[PATCH v3] x86/amd: Address AMD erratum #1485

Alejandro Vallejo posted 1 patch 6 months, 3 weeks ago
Patches applied successfully (tree, apply log)
git fetch https://gitlab.com/xen-project/patchew/xen tags/patchew/20231013153801.188324-1-alejandro.vallejo@cloud.com
xen/arch/x86/cpu/amd.c               | 23 +++++++++++++++++++++++
xen/arch/x86/include/asm/amd.h       |  5 +++++
xen/arch/x86/include/asm/msr-index.h |  1 +
3 files changed, 29 insertions(+)
[PATCH v3] x86/amd: Address AMD erratum #1485
Posted by Alejandro Vallejo 6 months, 3 weeks ago
Fix adapted off Linux's mailing list:
  https://lore.kernel.org/lkml/D99589F4-BC5D-430B-87B2-72C20370CF57@exactcode.com/T/#u

Signed-off-by: Alejandro Vallejo <alejandro.vallejo@cloud.com>
Release-acked-by: Henry Wang <Henry.Wang@arm.com>
---
v3:
  * Factored MSR shuffling into a separate function and moved the call to
    the end of init_amd() rather than having it in the middle
  * Style changes
  * Added comment about the unavoidable wrmsr race
  * Avoid wrmsrl() if the chickenbit already set
  * Removed the "ull" suffix as it's pointless with a local variable and it
    violates a MISRA 7.3.

Pipeline pending:
    https://gitlab.com/xen-project/people/agvallejo/xen/-/pipelines/1036125869
---
 xen/arch/x86/cpu/amd.c               | 23 +++++++++++++++++++++++
 xen/arch/x86/include/asm/amd.h       |  5 +++++
 xen/arch/x86/include/asm/msr-index.h |  1 +
 3 files changed, 29 insertions(+)

diff --git a/xen/arch/x86/cpu/amd.c b/xen/arch/x86/cpu/amd.c
index 4f27187f92..cb77c23f1a 100644
--- a/xen/arch/x86/cpu/amd.c
+++ b/xen/arch/x86/cpu/amd.c
@@ -1004,6 +1004,28 @@ static void cf_check zen2_disable_c6(void *arg)
 	wrmsrl(MSR_AMD_CSTATE_CFG, val & mask);
 }
 
+static void amd_check_erratum_1485(void)
+{
+	uint64_t val, chickenbit = (1 << 5);
+
+	if (cpu_has_hypervisor || boot_cpu_data.x86 != 0x19 || !is_zen4_uarch())
+		return;
+
+	rdmsrl(MSR_AMD64_BP_CFG, val);
+
+	if (val & chickenbit)
+		return;
+
+	/*
+	 * BP_CFG is a core-scoped MSR. There's a benign race on this write
+	 * on the case where 2 threads perform the previous check at the
+	 * same time before the chickenbit is set.
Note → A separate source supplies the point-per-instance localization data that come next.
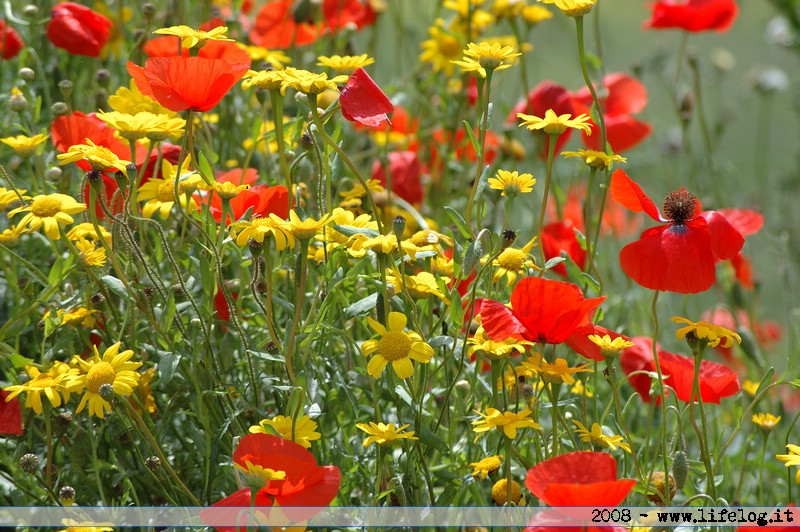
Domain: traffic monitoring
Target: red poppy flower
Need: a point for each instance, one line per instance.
(693, 15)
(680, 255)
(560, 237)
(626, 96)
(276, 26)
(77, 29)
(747, 222)
(582, 478)
(640, 358)
(406, 172)
(580, 343)
(10, 41)
(168, 46)
(544, 311)
(10, 415)
(716, 381)
(363, 101)
(180, 83)
(305, 483)
(546, 95)
(340, 14)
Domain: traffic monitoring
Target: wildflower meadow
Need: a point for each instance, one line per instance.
(399, 253)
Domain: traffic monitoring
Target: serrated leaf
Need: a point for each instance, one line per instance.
(19, 361)
(116, 286)
(362, 306)
(459, 221)
(431, 439)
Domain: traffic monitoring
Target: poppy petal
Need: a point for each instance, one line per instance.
(674, 258)
(627, 192)
(726, 241)
(363, 101)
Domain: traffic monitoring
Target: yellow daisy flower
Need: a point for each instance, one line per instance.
(512, 183)
(23, 145)
(487, 465)
(144, 124)
(49, 211)
(50, 383)
(114, 373)
(90, 254)
(554, 124)
(9, 197)
(302, 431)
(191, 37)
(495, 349)
(99, 157)
(713, 335)
(600, 440)
(594, 158)
(383, 434)
(345, 63)
(506, 421)
(395, 345)
(766, 421)
(513, 262)
(485, 56)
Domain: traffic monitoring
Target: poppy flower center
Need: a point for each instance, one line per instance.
(46, 207)
(511, 259)
(394, 345)
(100, 374)
(680, 206)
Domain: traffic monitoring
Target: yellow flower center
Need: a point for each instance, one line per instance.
(100, 374)
(43, 380)
(46, 207)
(166, 191)
(512, 259)
(394, 345)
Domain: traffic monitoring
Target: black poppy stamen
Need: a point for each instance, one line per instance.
(679, 206)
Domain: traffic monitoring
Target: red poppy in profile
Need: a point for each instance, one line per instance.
(558, 237)
(277, 26)
(406, 172)
(10, 41)
(363, 101)
(639, 358)
(340, 14)
(304, 484)
(543, 311)
(580, 343)
(10, 415)
(716, 380)
(747, 222)
(546, 95)
(77, 29)
(582, 478)
(168, 46)
(181, 83)
(626, 96)
(680, 255)
(693, 15)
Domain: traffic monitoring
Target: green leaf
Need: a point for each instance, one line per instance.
(431, 439)
(459, 220)
(116, 286)
(362, 306)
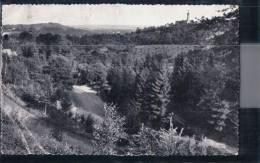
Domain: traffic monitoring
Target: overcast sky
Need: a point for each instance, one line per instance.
(105, 14)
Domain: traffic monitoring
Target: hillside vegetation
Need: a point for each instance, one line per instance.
(173, 88)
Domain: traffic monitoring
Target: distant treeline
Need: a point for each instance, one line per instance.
(195, 32)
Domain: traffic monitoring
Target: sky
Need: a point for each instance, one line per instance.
(106, 14)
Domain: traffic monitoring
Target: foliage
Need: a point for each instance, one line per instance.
(109, 132)
(25, 36)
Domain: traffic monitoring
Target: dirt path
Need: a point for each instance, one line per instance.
(30, 142)
(34, 136)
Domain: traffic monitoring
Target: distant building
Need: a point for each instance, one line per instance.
(182, 22)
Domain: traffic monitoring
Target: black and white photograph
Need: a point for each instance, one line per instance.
(122, 80)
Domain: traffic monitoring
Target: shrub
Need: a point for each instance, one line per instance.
(109, 132)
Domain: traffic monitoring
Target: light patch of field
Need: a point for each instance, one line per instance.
(83, 89)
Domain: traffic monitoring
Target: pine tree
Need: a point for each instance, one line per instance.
(141, 94)
(159, 96)
(109, 132)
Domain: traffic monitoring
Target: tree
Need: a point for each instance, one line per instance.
(159, 96)
(109, 132)
(25, 36)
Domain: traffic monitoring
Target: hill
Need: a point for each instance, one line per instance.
(54, 28)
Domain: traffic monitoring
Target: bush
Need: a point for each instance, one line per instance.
(109, 132)
(89, 124)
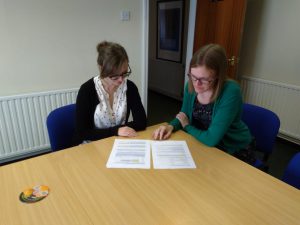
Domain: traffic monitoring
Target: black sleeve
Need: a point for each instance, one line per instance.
(86, 103)
(136, 107)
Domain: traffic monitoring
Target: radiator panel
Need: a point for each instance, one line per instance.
(23, 121)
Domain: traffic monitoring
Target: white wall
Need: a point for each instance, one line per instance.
(270, 47)
(51, 45)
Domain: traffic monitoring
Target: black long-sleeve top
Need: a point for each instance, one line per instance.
(87, 100)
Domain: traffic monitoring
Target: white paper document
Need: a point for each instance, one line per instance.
(130, 154)
(171, 155)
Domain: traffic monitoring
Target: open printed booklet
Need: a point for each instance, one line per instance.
(134, 153)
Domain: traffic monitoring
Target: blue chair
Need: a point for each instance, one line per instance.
(264, 126)
(61, 126)
(292, 172)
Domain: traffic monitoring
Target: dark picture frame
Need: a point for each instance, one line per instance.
(169, 30)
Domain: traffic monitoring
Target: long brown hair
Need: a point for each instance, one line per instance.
(212, 56)
(111, 57)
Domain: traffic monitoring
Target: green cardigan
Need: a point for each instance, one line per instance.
(226, 131)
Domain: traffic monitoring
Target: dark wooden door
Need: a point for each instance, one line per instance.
(221, 22)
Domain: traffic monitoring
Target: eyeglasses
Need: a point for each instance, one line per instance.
(123, 75)
(204, 81)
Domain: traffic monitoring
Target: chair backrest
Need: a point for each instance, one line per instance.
(61, 126)
(264, 126)
(292, 172)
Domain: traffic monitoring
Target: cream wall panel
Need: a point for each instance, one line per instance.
(270, 46)
(51, 45)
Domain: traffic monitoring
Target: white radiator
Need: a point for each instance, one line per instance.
(23, 121)
(281, 98)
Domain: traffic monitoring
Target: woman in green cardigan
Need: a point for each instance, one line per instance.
(212, 106)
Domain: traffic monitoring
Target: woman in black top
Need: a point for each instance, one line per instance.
(105, 102)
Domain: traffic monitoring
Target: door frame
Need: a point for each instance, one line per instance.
(145, 43)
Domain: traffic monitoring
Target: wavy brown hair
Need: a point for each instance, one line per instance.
(212, 56)
(111, 58)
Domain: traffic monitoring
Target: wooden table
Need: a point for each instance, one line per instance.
(222, 190)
It's benign because the
+	 * value being written is the same on both.
+	 */
+	wrmsrl(MSR_AMD64_BP_CFG, val | chickenbit);
+
+}
+
 static void cf_check init_amd(struct cpuinfo_x86 *c)
 {
 	u32 l, h;
@@ -1271,6 +1293,7 @@ static void cf_check init_amd(struct cpuinfo_x86 *c)
 		disable_c1_ramping();
 
 	amd_check_zenbleed();
+	amd_check_erratum_1485();
 
 	if (zen2_c6_disabled)
 		zen2_disable_c6(NULL);
diff --git a/xen/arch/x86/include/asm/amd.h b/xen/arch/x86/include/asm/amd.h
index d862cb7972..0700827561 100644
--- a/xen/arch/x86/include/asm/amd.h
+++ b/xen/arch/x86/include/asm/amd.h
@@ -145,11 +145,16 @@
  * Hygon (Fam18h) but without simple model number rules.  Instead, use STIBP
  * as a heuristic that distinguishes the two.
  *
+ * For Zen3 and Zen4 (Fam19h) the heuristic is the presence of AutoIBRS, as
+ * it's Zen4-specific.
+ *
  * The caller is required to perform the appropriate vendor/family checks
  * first.
  */
 #define is_zen1_uarch() (!boot_cpu_has(X86_FEATURE_AMD_STIBP))
 #define is_zen2_uarch()   boot_cpu_has(X86_FEATURE_AMD_STIBP)
+#define is_zen3_uarch() (!boot_cpu_has(X86_FEATURE_AUTO_IBRS))
+#define is_zen4_uarch()   boot_cpu_has(X86_FEATURE_AUTO_IBRS)
 
 struct cpuinfo_x86;
 int cpu_has_amd_erratum(const struct cpuinfo_x86 *, int, ...);
diff --git a/xen/arch/x86/include/asm/msr-index.h b/xen/arch/x86/include/asm/msr-index.h
index 11ffed543a..7b3490bfb1 100644
--- a/xen/arch/x86/include/asm/msr-index.h
+++ b/xen/arch/x86/include/asm/msr-index.h
@@ -403,6 +403,7 @@
 #define MSR_AMD64_DE_CFG		0xc0011029
 #define AMD64_DE_CFG_LFENCE_SERIALISE	(_AC(1, ULL) << 1)
 #define MSR_AMD64_EX_CFG		0xc001102c
+#define MSR_AMD64_BP_CFG		0xc001102e
 #define MSR_AMD64_DE_CFG2		0xc00110e3
 
 #define MSR_AMD64_DR0_ADDRESS_MASK	0xc0011027
-- 
2.34.1
Re: [PATCH v3] x86/amd: Address AMD erratum #1485
Posted by Jan Beulich 6 months, 3 weeks ago
On 13.10.2023 17:38, Alejandro Vallejo wrote:
> Fix adapted off Linux's mailing list:
>   https://lore.kernel.org/lkml/D99589F4-BC5D-430B-87B2-72C20370CF57@exactcode.com/T/#u

Why reference the bug report when there's a proper commit (f454b18e07f5) now?
Plus in any event a short summary of the erratum would help if put right here
(without needing to look up any documents or follow any links).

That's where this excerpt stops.